4 Triceps Stretches for Tight Muscles
The fourth and last part of our series on stretching exercises will focus on the most common muscle groups: the shoulders, arms, chest and back. These are the four major muscles responsible for holding up your body’s weight and strength. They’re also some of the hardest to work out, so it makes sense that they would receive a great deal of attention from any fitness enthusiast.
However, there are many other muscles that contribute to overall strength and health. Many of these are not as well known or appreciated, but they too deserve their time in the sun. So let’s get started!

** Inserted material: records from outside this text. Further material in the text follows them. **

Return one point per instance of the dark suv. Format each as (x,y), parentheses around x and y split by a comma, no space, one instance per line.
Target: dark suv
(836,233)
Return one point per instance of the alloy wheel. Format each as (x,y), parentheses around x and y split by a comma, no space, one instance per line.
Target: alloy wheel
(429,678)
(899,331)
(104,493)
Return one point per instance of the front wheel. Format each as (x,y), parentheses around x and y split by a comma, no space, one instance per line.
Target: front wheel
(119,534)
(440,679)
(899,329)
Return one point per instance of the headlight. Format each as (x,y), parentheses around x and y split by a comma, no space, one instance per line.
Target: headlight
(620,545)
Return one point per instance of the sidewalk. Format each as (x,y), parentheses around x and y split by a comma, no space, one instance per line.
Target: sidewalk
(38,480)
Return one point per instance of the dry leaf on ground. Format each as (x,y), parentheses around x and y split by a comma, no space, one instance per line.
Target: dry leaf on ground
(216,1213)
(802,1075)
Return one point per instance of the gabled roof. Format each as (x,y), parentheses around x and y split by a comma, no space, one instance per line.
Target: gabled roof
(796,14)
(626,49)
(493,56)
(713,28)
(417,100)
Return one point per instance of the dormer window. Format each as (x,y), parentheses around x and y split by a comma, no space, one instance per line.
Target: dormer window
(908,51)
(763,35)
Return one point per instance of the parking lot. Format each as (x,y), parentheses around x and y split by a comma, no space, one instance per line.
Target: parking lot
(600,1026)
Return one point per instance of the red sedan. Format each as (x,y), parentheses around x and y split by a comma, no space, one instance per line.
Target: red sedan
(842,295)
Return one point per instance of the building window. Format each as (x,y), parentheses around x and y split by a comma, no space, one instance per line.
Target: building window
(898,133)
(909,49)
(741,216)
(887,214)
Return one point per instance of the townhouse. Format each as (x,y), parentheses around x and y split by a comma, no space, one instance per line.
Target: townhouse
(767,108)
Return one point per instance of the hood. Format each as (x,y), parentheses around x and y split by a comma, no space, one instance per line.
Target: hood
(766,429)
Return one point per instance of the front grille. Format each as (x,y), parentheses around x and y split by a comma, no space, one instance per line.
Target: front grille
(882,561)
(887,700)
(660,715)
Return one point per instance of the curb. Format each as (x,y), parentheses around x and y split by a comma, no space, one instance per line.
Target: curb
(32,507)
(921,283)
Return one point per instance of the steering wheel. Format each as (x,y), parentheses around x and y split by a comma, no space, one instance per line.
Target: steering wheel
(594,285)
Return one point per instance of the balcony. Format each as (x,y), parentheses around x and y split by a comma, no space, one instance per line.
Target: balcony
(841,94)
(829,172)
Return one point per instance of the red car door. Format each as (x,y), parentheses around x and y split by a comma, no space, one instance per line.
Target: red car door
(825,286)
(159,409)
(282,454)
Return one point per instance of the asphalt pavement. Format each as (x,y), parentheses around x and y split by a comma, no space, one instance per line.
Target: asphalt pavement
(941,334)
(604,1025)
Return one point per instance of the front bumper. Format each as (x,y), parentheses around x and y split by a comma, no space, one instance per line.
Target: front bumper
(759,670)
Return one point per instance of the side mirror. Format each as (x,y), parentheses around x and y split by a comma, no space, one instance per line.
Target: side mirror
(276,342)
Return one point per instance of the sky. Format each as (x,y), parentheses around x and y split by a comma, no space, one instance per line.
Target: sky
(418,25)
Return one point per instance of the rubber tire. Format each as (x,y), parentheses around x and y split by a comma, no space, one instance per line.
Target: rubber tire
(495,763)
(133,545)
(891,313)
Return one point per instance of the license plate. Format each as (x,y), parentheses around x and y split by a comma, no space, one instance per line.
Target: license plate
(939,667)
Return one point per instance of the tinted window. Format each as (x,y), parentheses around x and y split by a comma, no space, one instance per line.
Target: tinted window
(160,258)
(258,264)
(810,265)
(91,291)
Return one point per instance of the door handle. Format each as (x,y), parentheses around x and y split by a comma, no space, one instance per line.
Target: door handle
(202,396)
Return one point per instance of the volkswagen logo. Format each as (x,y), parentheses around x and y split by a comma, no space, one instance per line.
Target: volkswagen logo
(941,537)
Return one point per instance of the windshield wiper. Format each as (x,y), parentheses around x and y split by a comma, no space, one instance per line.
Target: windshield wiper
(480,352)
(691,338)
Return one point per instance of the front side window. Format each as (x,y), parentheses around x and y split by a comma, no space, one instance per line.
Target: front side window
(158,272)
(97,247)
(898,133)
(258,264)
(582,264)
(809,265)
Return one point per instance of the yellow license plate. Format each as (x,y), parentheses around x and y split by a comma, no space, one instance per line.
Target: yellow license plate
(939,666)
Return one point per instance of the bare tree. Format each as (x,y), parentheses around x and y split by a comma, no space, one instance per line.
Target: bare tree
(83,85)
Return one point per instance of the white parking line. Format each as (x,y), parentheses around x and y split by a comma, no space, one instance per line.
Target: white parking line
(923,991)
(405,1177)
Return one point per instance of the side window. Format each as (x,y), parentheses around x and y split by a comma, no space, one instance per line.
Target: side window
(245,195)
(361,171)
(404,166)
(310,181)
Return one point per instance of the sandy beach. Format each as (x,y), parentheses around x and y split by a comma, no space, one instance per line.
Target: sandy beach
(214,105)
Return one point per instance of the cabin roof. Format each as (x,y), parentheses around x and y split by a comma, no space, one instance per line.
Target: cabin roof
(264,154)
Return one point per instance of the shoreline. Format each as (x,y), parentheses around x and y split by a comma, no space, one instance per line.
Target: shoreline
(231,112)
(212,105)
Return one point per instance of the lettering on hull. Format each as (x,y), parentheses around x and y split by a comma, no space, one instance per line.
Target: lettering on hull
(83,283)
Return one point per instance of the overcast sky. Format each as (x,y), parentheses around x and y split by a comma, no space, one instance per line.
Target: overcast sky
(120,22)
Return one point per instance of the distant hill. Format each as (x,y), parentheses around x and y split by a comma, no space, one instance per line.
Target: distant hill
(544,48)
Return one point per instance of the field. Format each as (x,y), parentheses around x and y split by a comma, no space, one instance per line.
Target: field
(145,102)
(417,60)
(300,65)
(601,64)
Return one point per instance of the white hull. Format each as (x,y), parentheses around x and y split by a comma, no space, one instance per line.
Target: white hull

How to Stretch Your Shoulders
In order to perform a proper shoulder stretch properly, you’ll need a firm surface like a table or floor. You’ll also want to have a partner hold onto one arm of you while another holds onto the opposite side. The goal here is to make sure that both of your arms are straight and parallel with each other.
You may notice that the muscles involved in this exercise aren’t very large, but if you keep them tight enough, they can certainly add size and definition to your upper arms.
Hold this position for about 30 seconds, and then switch arms.
After you’ve done this several times, you can also try twisting your torso to one side while keeping your arms in the same position. This adds yet another set of muscles involved in the stretch and works out any kinks you may have in your back.
How to Stretch Your Chest Muscles
One of the most widespread muscles in the entire human body is the pectorialis major. While everyone knows that working out your chest can give you a nice, full chest, it also helps to strengthen the shoulder girdle, and even the arms themselves. While it might be tempting to skip stretching your chest in favor of something else, you’re only shortchanging yourself.
To stretch this muscle group, you’ll want to lay down on your back with your knees raised and your feet firmly planted on the floor. Your arms should be bent at a 90 degree angle, and your hands should be clasped together straight above your chest. From here, you’re going to slowly bring both of your hands towards each other until you feel tension, but not pain. Hold this position for about 20-30 seconds.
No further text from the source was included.